After a lengthy respite -- from Brevity and from advanced movie screenings -- I saw Wanted Thursday night. I'm usually a good judge of movies, knowing ahead what I'm willing to see and willing to avoid, but I couldn't get a handle on this one. I knew it was going to be all kinds of stupid, but would it still be fun?
My answer is no. (Though much of the packed audience -- and many critics -- vote yes.) Generally, I keep an open mind, but this movie turned me off in the first 30 minutes: An Indian woman is the first to die. James McAvoy drops his appealing Scottish accent to play American. And the same song is used twice as background music. (Despite Martin Scorsese being guilty of that last one on two counts in The Departed and still winning Best Director, I say all of these examples are strikes against the filmmakers.)
There is a car chase that walks a fine line of being long but not too long, and an assassin training sequence that manages to be brutal yet interesting. But the rest is a loud, obnoxious mess. McAvoy's been on a roll lately as an actor, so this big-budget U.S. debut comes as a bit of a disappointment, even though it's not his fault. I will give him credit for bulking up and bringing more to the table, physique wise, than the rapidly disintegrating Angelina Jolie.

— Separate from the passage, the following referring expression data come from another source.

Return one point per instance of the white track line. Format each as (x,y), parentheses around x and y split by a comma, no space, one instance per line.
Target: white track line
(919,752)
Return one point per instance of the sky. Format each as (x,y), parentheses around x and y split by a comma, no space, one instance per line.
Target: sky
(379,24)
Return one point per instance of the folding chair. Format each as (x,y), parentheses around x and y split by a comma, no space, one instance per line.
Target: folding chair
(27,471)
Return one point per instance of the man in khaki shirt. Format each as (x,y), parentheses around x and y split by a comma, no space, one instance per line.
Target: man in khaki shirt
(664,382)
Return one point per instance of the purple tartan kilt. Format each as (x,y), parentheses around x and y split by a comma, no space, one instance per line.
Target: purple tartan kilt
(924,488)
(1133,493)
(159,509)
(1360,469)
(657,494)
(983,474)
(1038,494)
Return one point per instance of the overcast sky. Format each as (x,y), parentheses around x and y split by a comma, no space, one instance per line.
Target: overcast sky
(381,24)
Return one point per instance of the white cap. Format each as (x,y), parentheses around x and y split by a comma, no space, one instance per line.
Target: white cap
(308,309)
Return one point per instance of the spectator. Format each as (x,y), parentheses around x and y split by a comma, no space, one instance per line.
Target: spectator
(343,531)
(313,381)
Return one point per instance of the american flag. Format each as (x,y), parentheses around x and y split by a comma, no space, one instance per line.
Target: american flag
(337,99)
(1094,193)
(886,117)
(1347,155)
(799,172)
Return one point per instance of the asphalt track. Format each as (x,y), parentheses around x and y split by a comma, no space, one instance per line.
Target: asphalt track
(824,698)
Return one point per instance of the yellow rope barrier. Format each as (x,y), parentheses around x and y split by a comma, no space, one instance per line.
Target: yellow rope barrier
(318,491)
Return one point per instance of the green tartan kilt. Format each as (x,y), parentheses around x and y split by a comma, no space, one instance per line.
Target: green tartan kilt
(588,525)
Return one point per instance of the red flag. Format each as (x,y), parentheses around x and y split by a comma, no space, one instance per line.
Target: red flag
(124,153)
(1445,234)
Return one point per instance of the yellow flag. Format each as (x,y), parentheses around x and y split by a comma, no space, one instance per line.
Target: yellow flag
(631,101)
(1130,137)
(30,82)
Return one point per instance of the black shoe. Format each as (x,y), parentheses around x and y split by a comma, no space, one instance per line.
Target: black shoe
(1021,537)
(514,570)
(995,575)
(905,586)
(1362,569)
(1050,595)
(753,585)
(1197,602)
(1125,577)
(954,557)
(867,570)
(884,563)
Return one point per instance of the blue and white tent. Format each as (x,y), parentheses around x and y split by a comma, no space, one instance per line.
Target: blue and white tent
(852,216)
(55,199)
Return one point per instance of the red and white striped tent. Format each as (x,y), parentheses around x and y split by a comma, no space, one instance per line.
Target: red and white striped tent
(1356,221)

Speaking of Angelina, she does a remarkable job of phoning in her performance even when she's on-screen. She's like a CGI Jolie, inserted into scenes where appropriate. I'm not sure how else to describe it; she's just not there. Morgan Freeman can bring class and substance to anything, even this embarrassing movie. It's his duty to explain the film's ridiculous premise (which I won't go into) and its inevitable twist (that I felt was coming but couldn't quite justify given what I'd already seen). But I'll give Freeman a pass here; many lesser actors have done worse for a paycheck.